Nu ben ik omringd door ooms spullen. Boeken, muziek, dagboeken en kunstwerken van zijn overleden vrouw en zijn schoonouders, een poëziealbum, fotoboeken, uittreksels van lessen Russisch en Japans.  Helaas ontbreken de memoires van hemzelf. Als ik vroeg naar zijn eigen verleden, vertelde hij me er heel soms over. Hoe hij in de oorlog in Friesland werd ondergebracht, de executies op het Hofplein in Rotterdam, de blik van zijn vader en de grote fietsbel op diens dienstfiets. Hoe hij eens mee mocht op de paardenkar naar de groenteveiling in Sappemeer, over zijn lievelingsbroer niet terugkwam van de Arbeidseinsatz in Duistland en de blauwe maandag die hij werkte bij de hoogovens om rails ijsvrij te krijgen. Ik maakte aantekeningen maar mocht daar verder niks mee. 'Het was zijn geschiedenis' aldus oom, en boog zich toen weer voorover over de plattegrond van Rotterdam om wijken aan te wijzen waar de razzia's plaatsvonden.

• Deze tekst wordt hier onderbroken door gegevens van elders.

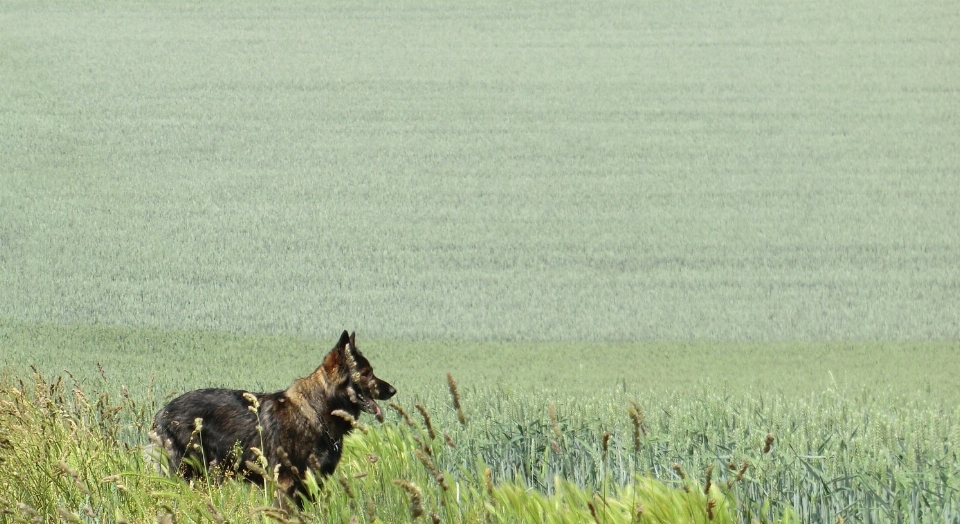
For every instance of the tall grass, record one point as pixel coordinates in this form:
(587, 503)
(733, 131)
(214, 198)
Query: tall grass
(874, 443)
(483, 170)
(65, 458)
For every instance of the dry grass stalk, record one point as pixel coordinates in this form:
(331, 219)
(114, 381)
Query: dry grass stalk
(708, 483)
(348, 490)
(636, 417)
(605, 445)
(488, 480)
(432, 468)
(449, 439)
(593, 512)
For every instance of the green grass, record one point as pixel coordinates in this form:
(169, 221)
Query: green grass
(477, 170)
(63, 460)
(864, 431)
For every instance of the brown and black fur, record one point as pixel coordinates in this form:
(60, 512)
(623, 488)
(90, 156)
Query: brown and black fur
(299, 429)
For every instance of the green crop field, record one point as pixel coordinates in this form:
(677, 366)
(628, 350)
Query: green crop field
(685, 224)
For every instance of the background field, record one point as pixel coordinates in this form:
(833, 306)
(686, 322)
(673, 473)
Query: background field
(743, 217)
(541, 171)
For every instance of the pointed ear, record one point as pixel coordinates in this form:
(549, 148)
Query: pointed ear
(344, 340)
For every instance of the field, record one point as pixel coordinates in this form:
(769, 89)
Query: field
(741, 217)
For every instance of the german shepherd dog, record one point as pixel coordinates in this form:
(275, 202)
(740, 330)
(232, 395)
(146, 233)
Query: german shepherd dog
(213, 432)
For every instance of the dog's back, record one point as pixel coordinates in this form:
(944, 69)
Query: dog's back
(226, 423)
(213, 431)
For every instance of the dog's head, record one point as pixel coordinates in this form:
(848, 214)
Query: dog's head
(362, 387)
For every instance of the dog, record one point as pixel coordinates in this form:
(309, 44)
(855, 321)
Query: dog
(218, 433)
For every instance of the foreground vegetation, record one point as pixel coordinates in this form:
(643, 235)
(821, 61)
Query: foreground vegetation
(877, 445)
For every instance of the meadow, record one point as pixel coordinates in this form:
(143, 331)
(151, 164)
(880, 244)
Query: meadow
(688, 225)
(864, 431)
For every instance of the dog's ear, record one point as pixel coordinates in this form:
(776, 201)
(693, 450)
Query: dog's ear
(345, 339)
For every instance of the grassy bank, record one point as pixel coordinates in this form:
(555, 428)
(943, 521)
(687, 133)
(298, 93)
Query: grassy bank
(863, 431)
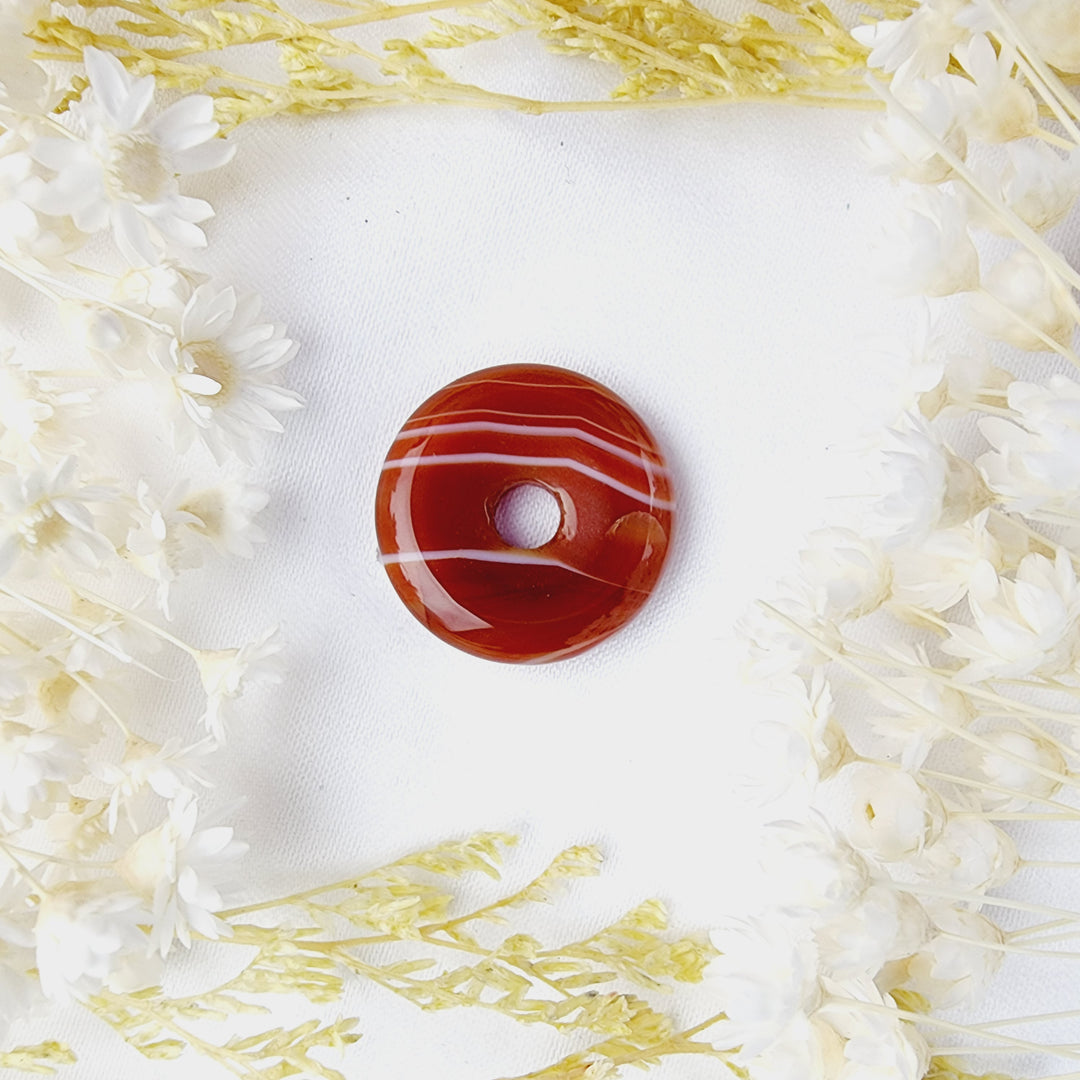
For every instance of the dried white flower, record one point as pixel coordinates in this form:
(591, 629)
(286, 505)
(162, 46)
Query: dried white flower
(1024, 305)
(1027, 777)
(1026, 625)
(177, 869)
(877, 1044)
(37, 423)
(45, 514)
(893, 815)
(219, 373)
(227, 673)
(1036, 457)
(120, 169)
(900, 147)
(918, 715)
(930, 252)
(226, 516)
(169, 770)
(1000, 108)
(32, 767)
(971, 854)
(882, 925)
(917, 45)
(958, 961)
(848, 576)
(88, 936)
(1038, 185)
(160, 541)
(1053, 28)
(767, 975)
(926, 486)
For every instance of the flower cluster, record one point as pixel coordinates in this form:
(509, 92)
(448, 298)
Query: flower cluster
(105, 864)
(928, 650)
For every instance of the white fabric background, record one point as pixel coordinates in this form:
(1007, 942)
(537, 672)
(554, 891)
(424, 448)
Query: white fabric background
(713, 268)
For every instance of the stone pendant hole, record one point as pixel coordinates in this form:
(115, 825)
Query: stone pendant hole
(527, 515)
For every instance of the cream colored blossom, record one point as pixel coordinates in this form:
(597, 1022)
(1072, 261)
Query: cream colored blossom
(120, 169)
(176, 869)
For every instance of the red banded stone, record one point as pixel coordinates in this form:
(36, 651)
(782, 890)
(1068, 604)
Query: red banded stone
(461, 451)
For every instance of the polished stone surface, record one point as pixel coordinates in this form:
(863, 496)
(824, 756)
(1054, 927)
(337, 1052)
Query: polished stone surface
(453, 462)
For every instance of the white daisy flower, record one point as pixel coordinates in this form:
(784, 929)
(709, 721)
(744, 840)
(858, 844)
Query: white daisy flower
(167, 770)
(900, 147)
(892, 815)
(1039, 185)
(848, 576)
(227, 673)
(1007, 771)
(882, 925)
(767, 975)
(88, 935)
(971, 855)
(1001, 109)
(120, 169)
(1024, 305)
(32, 767)
(1036, 457)
(176, 868)
(23, 82)
(35, 422)
(958, 962)
(227, 516)
(159, 541)
(219, 372)
(927, 486)
(918, 45)
(51, 514)
(934, 572)
(1053, 29)
(916, 713)
(1029, 625)
(929, 251)
(877, 1044)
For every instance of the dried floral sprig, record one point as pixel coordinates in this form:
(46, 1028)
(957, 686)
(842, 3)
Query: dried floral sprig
(323, 934)
(105, 862)
(669, 52)
(932, 643)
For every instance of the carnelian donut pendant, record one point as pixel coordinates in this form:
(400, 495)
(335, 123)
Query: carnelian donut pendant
(470, 444)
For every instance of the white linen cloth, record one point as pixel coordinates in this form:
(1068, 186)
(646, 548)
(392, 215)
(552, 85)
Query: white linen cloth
(713, 267)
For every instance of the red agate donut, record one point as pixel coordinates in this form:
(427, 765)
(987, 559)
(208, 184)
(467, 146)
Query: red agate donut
(458, 456)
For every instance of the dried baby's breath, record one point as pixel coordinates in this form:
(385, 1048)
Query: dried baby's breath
(667, 52)
(320, 935)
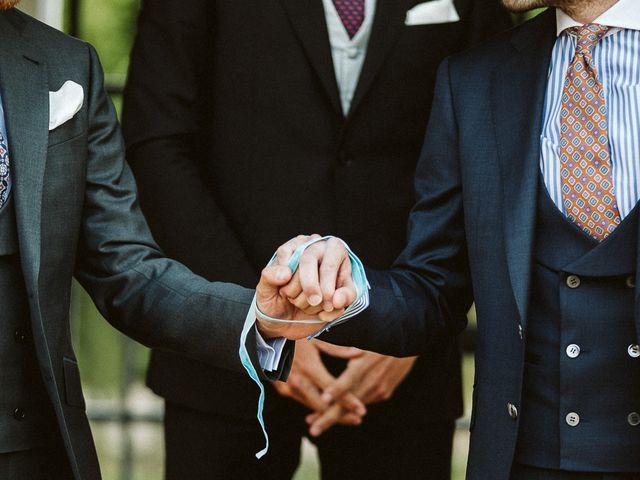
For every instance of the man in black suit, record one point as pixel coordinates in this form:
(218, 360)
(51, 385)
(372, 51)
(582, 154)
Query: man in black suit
(533, 142)
(314, 105)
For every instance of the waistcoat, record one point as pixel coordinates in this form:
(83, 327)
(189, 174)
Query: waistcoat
(581, 388)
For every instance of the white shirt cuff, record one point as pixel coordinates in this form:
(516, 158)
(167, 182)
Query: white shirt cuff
(269, 351)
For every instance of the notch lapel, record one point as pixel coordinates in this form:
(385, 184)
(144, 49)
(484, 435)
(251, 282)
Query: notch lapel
(308, 20)
(518, 90)
(25, 99)
(385, 31)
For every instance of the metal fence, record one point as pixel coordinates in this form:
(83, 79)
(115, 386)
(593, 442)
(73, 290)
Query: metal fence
(117, 411)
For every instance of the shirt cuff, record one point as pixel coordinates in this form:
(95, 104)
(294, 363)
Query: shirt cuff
(269, 351)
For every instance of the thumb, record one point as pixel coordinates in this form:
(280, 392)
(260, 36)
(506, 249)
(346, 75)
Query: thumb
(337, 389)
(271, 279)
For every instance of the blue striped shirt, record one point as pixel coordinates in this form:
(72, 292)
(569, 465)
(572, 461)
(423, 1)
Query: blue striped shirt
(617, 61)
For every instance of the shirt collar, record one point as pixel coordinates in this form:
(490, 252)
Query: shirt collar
(623, 14)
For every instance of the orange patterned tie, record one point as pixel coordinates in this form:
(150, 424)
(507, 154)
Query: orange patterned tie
(585, 161)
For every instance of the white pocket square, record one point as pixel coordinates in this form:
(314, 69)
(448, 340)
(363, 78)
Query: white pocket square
(436, 11)
(65, 103)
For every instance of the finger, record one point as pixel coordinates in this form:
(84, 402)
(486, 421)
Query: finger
(330, 316)
(312, 417)
(350, 419)
(300, 302)
(343, 384)
(338, 351)
(307, 392)
(308, 270)
(351, 403)
(325, 421)
(271, 279)
(346, 292)
(334, 256)
(285, 251)
(293, 288)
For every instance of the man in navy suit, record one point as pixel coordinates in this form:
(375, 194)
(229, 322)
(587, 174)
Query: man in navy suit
(527, 190)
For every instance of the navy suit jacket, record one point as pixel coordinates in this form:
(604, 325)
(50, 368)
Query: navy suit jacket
(472, 230)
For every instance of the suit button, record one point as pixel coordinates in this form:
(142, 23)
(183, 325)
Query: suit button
(634, 419)
(344, 158)
(19, 336)
(573, 350)
(573, 281)
(572, 419)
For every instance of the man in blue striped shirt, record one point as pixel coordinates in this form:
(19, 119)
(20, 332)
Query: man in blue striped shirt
(527, 188)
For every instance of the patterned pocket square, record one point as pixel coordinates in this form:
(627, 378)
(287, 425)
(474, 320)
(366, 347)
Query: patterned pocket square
(65, 103)
(436, 11)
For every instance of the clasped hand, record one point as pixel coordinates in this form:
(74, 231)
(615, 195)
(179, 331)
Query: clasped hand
(322, 288)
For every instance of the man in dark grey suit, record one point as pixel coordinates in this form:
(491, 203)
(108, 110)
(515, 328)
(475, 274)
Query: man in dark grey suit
(68, 207)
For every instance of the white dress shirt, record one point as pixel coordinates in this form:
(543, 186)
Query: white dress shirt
(348, 53)
(617, 61)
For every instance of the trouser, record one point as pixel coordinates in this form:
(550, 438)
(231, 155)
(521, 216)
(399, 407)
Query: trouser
(40, 463)
(208, 447)
(525, 472)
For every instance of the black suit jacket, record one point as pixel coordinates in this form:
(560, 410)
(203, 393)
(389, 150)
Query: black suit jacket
(472, 232)
(237, 139)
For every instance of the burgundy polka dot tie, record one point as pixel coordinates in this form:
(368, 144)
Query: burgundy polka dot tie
(351, 12)
(5, 177)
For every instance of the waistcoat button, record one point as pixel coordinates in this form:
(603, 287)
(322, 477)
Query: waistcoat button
(572, 419)
(573, 350)
(573, 281)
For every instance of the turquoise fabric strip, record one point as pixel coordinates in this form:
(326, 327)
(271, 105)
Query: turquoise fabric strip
(361, 303)
(249, 323)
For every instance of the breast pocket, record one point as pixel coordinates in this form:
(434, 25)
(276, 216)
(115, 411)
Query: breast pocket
(69, 130)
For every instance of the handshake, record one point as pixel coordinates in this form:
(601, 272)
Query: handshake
(319, 292)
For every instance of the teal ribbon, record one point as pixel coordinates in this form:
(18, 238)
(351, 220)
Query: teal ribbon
(361, 303)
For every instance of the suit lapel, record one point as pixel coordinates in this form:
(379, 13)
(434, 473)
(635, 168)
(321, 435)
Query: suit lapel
(308, 20)
(518, 89)
(387, 25)
(25, 99)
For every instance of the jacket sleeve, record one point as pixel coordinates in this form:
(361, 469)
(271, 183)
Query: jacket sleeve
(156, 301)
(428, 290)
(165, 118)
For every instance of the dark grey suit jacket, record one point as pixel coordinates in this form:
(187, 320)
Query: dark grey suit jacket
(77, 214)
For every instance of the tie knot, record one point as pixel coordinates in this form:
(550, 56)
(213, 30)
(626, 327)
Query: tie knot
(588, 35)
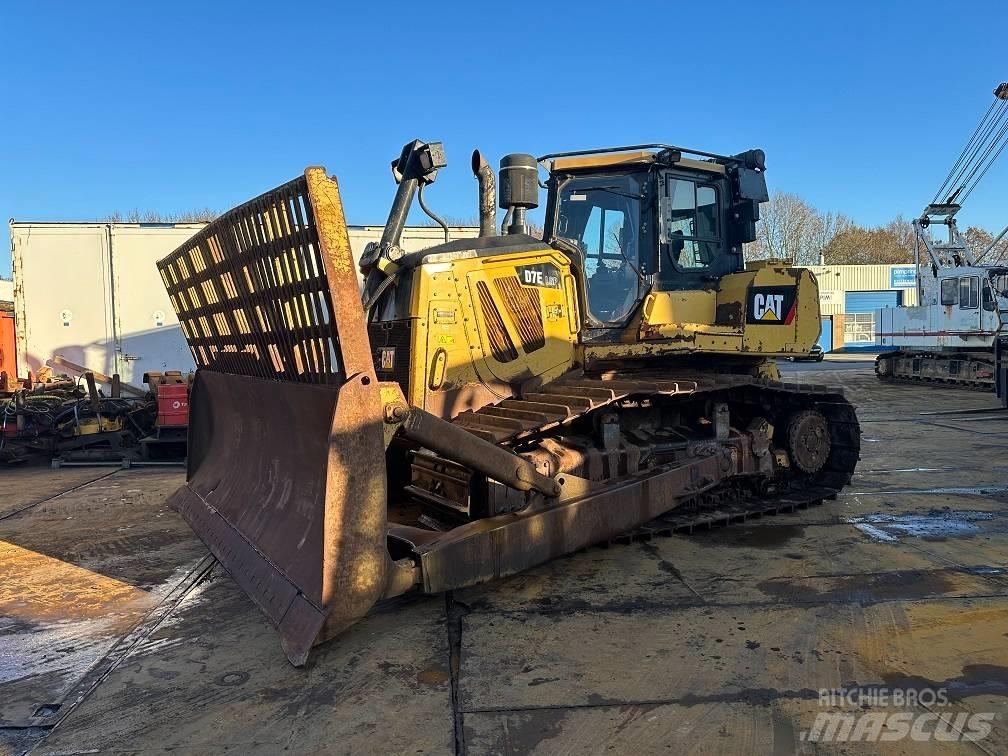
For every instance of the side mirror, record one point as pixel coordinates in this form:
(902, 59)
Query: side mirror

Ik vermoed hij zich ook wat betreft het niet prijsgeven wat zijn persoonlijke achtergrond enigszins met Ines Weski verwant voelde.

Nu rest me me niks anders dan zijn spullen te gelde te maken, in het testament had hij beslist dat ik dit samen met mijn ex moest doen. Zijn spullen worden geveild, vinden nieuwe eigenaren met weer andere achtergronden en al dan niet vertelde of opgetekende verhalen. Ook de opbrengst wordt verspreid over de wereld, zij het dat oom en zijn eerder overleden vrouw daar een specifieke, grenzeloze club voor aanwezen, 'Artsen zonder grenzen'. 

Dan is alles wat hij in zijn bijna negentigjarige leven aan kennis en schoonheid verzamelde uit beeld en resten me alleen nog gedachten.